So you’re new to campus and it seems like everything’s so far away. You’re thinking “What’s the best way to get around??” You keep seeing all these people on a variety of wheel machines and as an engineer you’ve gotta figure out the best one. Well I’ve been there and here are my rankings, but your mileage may vary.
Number 5: All other odd vehicles
This is a category for all those random inventions you see out there. OneWheels, self-balancing unicycles, UrbEs, etc. They’re not bad, and you’ll def stand out, but personally they’re not my favorite. But if they speak to you then go for it. They’re sure to be a conversation starter!
Number 4: Walking
The classic feet. Nothing’s wrong with it. Plenty of people get along just fine walking around campus all 4 years. I’ve done it for multiple semesters just fine, but you’ve gotta plan your trips as you can’t zip from Viterbi to the village and then to Marshall without spending a **lot** of time. But at least you’ll get your steps in and close those rings.
Number 3: Biking
Every movie shows kids biking at college. It works and it’s by far the easiest to learn since almost everyone buys a bike. It’s nice since there’s a ton of racks around campus and you’ll be well equipped if you live a bit farther from campus. Just be prepared to not go fast since campus can be packed and bikes take up a ton of space
Number 2: Scooters (Electric and Normal)
Depending on who you ask, this and number 1 may be flipped but this I just my opinion. Scooters are easy to ride and since you have handle bars, they’re safer than other options. But I can’t make them #1 because of lack of style points. You’ll see a ton of athletes and other people on the electric scooters which are super fun and get around anywhere would breaking swear, but beware they can cost a pretty penny and you can’t bring them into USC housing.
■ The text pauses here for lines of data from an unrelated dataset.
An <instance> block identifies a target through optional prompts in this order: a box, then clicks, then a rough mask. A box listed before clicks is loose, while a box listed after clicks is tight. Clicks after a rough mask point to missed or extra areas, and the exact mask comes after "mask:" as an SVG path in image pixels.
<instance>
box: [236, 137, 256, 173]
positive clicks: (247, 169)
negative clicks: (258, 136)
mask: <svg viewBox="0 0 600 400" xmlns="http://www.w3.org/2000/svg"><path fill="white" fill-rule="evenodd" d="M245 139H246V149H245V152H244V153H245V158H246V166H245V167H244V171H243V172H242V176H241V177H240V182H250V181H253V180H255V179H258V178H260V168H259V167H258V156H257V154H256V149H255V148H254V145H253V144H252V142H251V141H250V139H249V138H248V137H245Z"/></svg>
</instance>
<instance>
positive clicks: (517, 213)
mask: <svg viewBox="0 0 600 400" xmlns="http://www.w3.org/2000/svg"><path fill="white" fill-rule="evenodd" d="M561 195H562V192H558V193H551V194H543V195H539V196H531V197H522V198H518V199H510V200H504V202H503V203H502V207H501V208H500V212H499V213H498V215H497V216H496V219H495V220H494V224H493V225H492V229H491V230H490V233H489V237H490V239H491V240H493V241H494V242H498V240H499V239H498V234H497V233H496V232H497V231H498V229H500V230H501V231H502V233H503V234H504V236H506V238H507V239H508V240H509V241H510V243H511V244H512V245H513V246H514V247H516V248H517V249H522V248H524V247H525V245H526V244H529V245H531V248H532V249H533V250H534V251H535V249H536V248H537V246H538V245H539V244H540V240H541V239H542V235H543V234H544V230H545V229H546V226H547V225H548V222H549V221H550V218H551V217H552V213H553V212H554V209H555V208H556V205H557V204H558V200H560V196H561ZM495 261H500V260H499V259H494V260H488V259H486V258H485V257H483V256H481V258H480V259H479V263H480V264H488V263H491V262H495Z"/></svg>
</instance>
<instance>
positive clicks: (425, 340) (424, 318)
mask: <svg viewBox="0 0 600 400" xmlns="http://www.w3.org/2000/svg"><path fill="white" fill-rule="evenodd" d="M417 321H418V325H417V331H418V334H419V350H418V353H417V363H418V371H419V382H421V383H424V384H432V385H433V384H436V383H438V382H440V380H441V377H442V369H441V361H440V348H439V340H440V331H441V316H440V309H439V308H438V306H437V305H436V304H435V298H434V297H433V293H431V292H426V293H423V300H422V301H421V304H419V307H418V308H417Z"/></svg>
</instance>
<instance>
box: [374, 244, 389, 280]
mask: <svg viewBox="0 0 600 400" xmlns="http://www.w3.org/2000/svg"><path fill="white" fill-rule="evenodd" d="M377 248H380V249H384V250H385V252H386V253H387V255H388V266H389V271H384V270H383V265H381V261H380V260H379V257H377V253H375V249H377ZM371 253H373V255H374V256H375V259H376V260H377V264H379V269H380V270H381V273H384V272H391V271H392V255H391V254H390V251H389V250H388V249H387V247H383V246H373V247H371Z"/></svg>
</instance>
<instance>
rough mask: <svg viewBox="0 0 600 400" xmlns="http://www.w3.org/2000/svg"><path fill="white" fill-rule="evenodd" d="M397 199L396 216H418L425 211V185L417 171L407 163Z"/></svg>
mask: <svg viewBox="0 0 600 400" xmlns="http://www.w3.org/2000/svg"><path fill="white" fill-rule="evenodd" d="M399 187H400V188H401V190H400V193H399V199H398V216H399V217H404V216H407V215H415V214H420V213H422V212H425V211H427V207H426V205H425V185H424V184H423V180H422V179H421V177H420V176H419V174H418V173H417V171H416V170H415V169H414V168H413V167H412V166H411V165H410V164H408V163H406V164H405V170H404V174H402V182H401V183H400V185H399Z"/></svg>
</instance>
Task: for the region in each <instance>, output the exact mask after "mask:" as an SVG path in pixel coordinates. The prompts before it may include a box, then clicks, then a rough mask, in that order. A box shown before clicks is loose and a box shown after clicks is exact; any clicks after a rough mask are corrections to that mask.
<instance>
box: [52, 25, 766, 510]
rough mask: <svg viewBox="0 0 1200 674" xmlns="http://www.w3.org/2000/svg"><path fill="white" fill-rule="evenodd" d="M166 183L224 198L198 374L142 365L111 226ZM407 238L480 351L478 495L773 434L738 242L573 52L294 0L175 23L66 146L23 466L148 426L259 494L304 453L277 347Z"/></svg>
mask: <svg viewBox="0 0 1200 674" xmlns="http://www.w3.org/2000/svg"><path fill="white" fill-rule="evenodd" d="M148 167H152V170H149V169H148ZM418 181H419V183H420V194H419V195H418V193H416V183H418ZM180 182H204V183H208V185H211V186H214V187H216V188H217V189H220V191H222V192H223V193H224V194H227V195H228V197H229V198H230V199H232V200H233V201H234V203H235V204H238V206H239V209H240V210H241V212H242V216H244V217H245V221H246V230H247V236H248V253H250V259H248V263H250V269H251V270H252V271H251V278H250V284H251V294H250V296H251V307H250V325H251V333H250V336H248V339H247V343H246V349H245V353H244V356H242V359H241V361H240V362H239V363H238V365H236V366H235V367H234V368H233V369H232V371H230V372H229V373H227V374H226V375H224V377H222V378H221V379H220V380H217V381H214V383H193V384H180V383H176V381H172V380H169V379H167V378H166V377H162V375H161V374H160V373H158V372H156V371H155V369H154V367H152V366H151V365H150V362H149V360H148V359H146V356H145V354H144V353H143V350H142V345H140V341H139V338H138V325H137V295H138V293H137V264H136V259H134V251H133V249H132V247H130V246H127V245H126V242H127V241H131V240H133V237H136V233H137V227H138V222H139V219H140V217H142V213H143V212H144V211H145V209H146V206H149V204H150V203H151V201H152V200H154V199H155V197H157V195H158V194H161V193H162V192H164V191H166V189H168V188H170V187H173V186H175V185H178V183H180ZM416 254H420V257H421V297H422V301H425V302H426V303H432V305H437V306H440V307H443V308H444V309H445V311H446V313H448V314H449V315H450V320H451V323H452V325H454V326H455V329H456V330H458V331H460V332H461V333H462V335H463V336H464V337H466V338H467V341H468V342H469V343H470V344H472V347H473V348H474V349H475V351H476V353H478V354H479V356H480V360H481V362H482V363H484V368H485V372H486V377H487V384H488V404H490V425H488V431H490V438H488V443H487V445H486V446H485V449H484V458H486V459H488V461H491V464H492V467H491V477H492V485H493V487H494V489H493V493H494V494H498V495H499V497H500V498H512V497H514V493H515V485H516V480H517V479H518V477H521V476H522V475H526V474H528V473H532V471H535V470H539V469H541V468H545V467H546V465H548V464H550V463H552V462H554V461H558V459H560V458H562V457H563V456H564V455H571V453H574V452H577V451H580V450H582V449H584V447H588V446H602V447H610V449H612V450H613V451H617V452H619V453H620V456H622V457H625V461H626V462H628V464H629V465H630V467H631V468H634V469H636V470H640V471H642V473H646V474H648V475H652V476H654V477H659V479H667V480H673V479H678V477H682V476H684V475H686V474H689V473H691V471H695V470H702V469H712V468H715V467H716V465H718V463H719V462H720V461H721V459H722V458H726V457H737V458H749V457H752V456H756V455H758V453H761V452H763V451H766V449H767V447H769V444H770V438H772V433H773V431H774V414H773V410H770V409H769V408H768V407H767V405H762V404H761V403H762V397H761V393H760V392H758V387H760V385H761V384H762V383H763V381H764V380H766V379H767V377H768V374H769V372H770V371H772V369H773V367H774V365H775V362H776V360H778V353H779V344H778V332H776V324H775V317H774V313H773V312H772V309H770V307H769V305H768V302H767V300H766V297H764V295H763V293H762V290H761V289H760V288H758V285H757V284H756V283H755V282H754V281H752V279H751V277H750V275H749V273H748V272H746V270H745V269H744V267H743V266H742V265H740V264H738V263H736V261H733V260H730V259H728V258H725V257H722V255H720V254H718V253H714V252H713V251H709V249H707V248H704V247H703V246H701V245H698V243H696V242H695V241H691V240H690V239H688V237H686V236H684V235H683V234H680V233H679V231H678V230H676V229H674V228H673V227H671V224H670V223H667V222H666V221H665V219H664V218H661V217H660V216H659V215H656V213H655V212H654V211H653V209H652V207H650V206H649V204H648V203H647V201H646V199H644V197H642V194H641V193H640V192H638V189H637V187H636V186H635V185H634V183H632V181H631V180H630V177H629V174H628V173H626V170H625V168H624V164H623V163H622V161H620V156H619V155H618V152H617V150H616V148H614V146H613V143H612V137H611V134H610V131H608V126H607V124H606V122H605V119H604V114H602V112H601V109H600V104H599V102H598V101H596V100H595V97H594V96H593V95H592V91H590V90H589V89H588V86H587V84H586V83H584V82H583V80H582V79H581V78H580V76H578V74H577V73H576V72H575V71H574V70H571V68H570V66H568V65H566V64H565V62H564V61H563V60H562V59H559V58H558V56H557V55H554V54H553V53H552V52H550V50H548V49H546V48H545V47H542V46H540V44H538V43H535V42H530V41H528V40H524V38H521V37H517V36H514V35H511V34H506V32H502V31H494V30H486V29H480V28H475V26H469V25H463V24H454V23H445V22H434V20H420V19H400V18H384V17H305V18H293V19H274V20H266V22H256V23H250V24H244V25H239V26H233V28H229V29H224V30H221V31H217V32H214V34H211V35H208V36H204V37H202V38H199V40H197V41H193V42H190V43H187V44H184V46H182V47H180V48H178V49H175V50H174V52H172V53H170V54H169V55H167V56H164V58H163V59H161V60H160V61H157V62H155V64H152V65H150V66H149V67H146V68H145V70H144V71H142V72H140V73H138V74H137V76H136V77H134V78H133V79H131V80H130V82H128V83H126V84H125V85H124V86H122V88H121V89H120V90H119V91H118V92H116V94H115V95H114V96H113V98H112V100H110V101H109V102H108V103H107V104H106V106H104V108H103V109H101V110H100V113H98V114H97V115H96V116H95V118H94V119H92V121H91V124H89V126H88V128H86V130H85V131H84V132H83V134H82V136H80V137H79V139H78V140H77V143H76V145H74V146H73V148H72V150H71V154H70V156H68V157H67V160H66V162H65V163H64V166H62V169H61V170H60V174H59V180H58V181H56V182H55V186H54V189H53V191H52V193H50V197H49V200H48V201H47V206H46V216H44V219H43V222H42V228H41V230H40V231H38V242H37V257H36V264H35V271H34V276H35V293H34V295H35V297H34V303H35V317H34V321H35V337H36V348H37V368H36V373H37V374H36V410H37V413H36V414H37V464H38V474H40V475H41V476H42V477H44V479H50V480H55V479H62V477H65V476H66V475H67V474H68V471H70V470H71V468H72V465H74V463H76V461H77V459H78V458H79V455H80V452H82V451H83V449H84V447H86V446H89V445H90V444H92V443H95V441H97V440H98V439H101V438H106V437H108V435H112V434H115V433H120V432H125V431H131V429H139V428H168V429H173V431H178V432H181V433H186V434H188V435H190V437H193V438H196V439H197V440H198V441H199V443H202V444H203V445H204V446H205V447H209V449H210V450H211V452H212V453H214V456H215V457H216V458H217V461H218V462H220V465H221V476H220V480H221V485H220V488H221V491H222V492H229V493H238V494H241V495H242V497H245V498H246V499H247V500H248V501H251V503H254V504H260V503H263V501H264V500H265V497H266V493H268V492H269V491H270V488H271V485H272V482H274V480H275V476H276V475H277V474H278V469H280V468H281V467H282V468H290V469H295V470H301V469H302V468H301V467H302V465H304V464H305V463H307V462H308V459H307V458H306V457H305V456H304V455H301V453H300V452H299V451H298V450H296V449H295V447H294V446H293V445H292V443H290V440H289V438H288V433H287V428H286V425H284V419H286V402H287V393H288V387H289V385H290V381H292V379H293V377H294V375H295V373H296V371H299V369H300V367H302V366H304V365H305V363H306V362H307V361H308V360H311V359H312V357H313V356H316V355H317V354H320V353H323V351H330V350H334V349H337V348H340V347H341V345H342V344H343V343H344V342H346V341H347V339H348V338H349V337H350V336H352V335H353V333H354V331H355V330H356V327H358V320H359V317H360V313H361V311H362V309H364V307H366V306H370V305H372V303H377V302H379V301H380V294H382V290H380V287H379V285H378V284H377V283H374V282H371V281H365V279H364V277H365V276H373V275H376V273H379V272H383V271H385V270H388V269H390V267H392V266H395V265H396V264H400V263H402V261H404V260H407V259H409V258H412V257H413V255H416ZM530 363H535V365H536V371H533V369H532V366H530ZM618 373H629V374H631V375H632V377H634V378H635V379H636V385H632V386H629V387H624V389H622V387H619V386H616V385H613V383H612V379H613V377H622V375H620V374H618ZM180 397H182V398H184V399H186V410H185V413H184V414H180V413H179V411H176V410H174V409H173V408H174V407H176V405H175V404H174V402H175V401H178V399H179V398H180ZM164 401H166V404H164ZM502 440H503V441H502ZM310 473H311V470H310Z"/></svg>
I almost bought one so you can tell how conflicted I was.
Number 1: Skateboards (Electric and Normal)
It’s the best, argue with someone else.
But in all honesty I do think they are the best. They are just fast enough to get places easily and compact enough to not mind carrying since scooters and bikes can be a bit cumbersome. Yes they do have a learning curve, but we’re engineers, we do the hard stuff for fun. Start by learning on a long board since they’re sage and stable. Then eventually you’ll get the hang of it.
Personally I have both a normal and electric board. The electric ones are super cool (Ala Casey Neistat) but they cost a lot (spent 600 on mine) and going 20 miles an hour is a bit dangerous if you don’t know what you’re doing.
All in all, it’s a great way to get around but if you can’t stomach the skateboard then I guess scooters are for you (but the loss of style points hurts).